The CEO of Agio Technology tells us how to invest our tech dollars if we started our own $100 million hedge fund. By Phil Albinus
What are the technology needs for hedge funds in 2011?
Bart McDonough, CEO of Agio Technology: There are three areas. First, there are cost reductions across all areas. Second, they have greater coverage needs, such as expansion into other markets and offices. This puts a strain on IT even though they are adding one or two traders in these regions or locations they have to increase their coverage hours by 100 hours if they trade in Europe or Asia. This increases complexity and offers a greater skill set. You need a new network, data and server people. Third is the overall complexity going on with compliance needs. Hedge funds have to maintain and manage more data over multiple platforms such as mobile devices, IM, and text messaging and social media and they have to be responsible for it.
The Sell Side usually provided data and technology to the Buy Side but now we see more third-party firms offering tech solutions. Are the days of the Sell Side acting like a Sugar Daddy over?
McDonough: Some of the smaller funds are getting technology from the Sell Side but I think those days are over. Being multi-prime, hedge funds can’t be tied to a single sell-side firm.
But they’re not building their own tech like the Sell Side, correct?
McDonough: No, they are usually using best of breed vendors. We help hedge funds integrate technologies from different vendors.
We’re seeing a lot of hedge funds starting up these days. Do these traders from larger, more established firms expect to have the same tech they had at their former firms?
McDonough: Yes, to a point. For e-mail, they want that to be the same. The same goes for how they work from home and on the road — they want that to be the same. In terms of their back-end systems, they understand that their needs are very different so with that they have a very open mind and they don’t have a lot of preconceived notions. They don’t know necessarily how the books and records were kept at Goldman Sachs, for example — they just did the trading. When you talk to them about those solutions, they are lot more open minded. Even with the OMS, which is a bit more personal to them, they are very open minded to that.
Big sell-side firms have to store their data for seven years, according to the law. Did the buy-side firms have to do this as well?

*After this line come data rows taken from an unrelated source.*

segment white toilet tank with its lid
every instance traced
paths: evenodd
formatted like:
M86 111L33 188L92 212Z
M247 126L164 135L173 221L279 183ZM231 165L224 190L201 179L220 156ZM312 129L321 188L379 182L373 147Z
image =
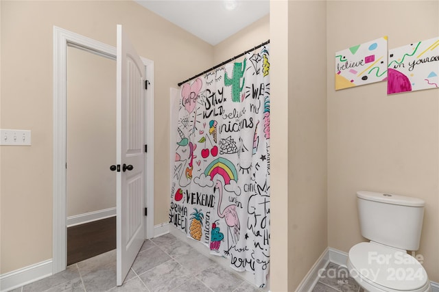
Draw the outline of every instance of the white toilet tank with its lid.
M418 250L425 202L419 198L357 191L361 235L401 250Z

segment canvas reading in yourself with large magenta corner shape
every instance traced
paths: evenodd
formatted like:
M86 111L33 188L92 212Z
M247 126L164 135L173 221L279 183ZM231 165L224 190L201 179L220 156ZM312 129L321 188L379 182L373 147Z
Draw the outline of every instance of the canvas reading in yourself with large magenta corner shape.
M439 38L389 50L388 94L438 88Z

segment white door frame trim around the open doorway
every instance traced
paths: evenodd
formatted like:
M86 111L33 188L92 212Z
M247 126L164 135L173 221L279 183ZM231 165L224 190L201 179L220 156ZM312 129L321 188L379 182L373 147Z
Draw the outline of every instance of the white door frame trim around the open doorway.
M52 273L67 267L67 47L76 47L110 59L116 48L54 26L54 161L53 161L53 258ZM145 237L154 237L154 62L141 57L150 83L145 93ZM115 158L116 159L116 158ZM108 161L108 167L114 162ZM110 170L108 170L110 171Z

McDonough: No, but with the forthcoming hedge fund registration, they will have to. The amount of data you have to keep is different. You have to keep data pertaining to all books and records but not necessarily all communications. But that is kind of a gray area and people might err on the side of storing too much instead of too little data.
When it comes to compliance, is data the biggest pain point for hedge funds?
McDonough: In order to report on the data you have, you have to know exactly what data you have and how long you have to keep it. We create an ESI Data Map for clients and that stands for electronically stored information. It allows a hedge funds’ technology, compliance and legal departments to speak the same language. It says this is what we have, what we keep and what we report on. After you have the data, then you work on transparency as in how can we report on this data now that we have to.
We find the biggest stumbling block is helping the customers identify what they have and how they can improve it. That entire work flow is new for hedge funds.
If you and I started a hedge fund and we have $100 million, how much should we set aside for technology?
McDonough: A $100 million fund that is long/short equities focused in the USA, we would probably set aside one percent of our budget. If you start to talk about a fund with offices all over and multi-market support — even if your offices are in the US — then you start talking about 5, 10, and 15 percent of your budget.
If you want to be multi-prime and you layer on your internal or external complexity then based on those factors I would tell you where your budget heads up.
What sized hedge funds do you cater to?
McDonough: We have $50 million funds with five people and larger. It’s not size that we focus on but complexity. We focus on firms that have a high degree of complexity; we think the firms that don’t have this high degree of complexity don’t need sophisticated IT. The reality is you can get a lot of functioning IT that doesn’t need great scale if you are not growing rapidly and you are not trading different asset and security types and if you’re not exposed to a lot of different markets. We focus on the complex firms, the ones that are rapidly growing.